DAPA-HF is a heart failure outcomes trial that investigated the Farxiga SGLT2 inhibitor to treat adults with HFrEF in addition to the standard of care (including medicines such as angiotensin-converting enzyme inhibitors, angiotensin II receptor blockers, ß-blockers, mineralocorticoid-receptor antagonists, and neprilysin inhibitors) who were New York Heart Association class II to IV, with and without type 2 diabetes.

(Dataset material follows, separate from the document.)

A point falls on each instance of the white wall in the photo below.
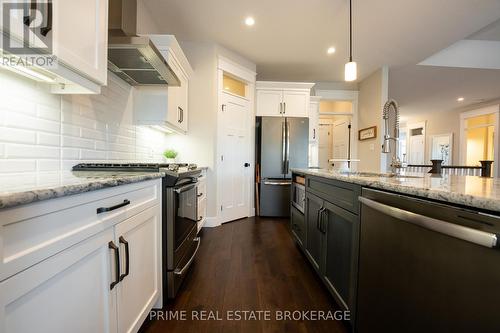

This international, multicenter, parallel-group, randomized, double-blind trial in patients with HFrEF (left ventricular ejection fraction ≤ 40%) with and without type 2 diabetes was designed to evaluate the effect of Farxiga 10 mg, compared with a placebo, when given once daily in addition to standard of care. The primary composite outcome was time to a worsening heart failure event (hospitalization or equivalent event) or cardiovascular death. Farxiga is not indicated to reduce the risk of heart failure or cardiovascular death, noted AstraZeneca.
John McMurray, MD, commented in the company's announcement, “The benefits of dapagliflozin in DAPA-HF are very impressive, with a substantial reduction in the primary composite outcome of cardiovascular death or hospital admission. We hope these exciting new findings will ultimately help reduce the terrible burden of disease caused by heart failure and help improve outcomes for our patients.” Dr. McMurray is with the University of Glasgow, Cardiovascular Research Center, Institute of Cardiovascular and Medical Sciences, in Glasgow, United Kingdom.
AstraZeneca has developed the DapaCare clinical program to explore the cardiovascular and renal profile of Farxiga in patients with and without type 2 diabetes. The clinical program will enroll approximately 30,000 patients in randomized clinical trials and is supported by a multinational real-world evidence study. DapaCare will generate data across a spectrum of people with established cardiovascular disease, cardiovascular risk factors, and varying stages of renal disease, both with and without type 2 diabetes. Farxiga is also being developed for patients with heart failure with preserved ejection failure (HFpEF) in the DELIVER trial and with HFrEF and HFpEF in the DETERMINE trial, in addition to chronic kidney disease in the DAPA-CKD trial.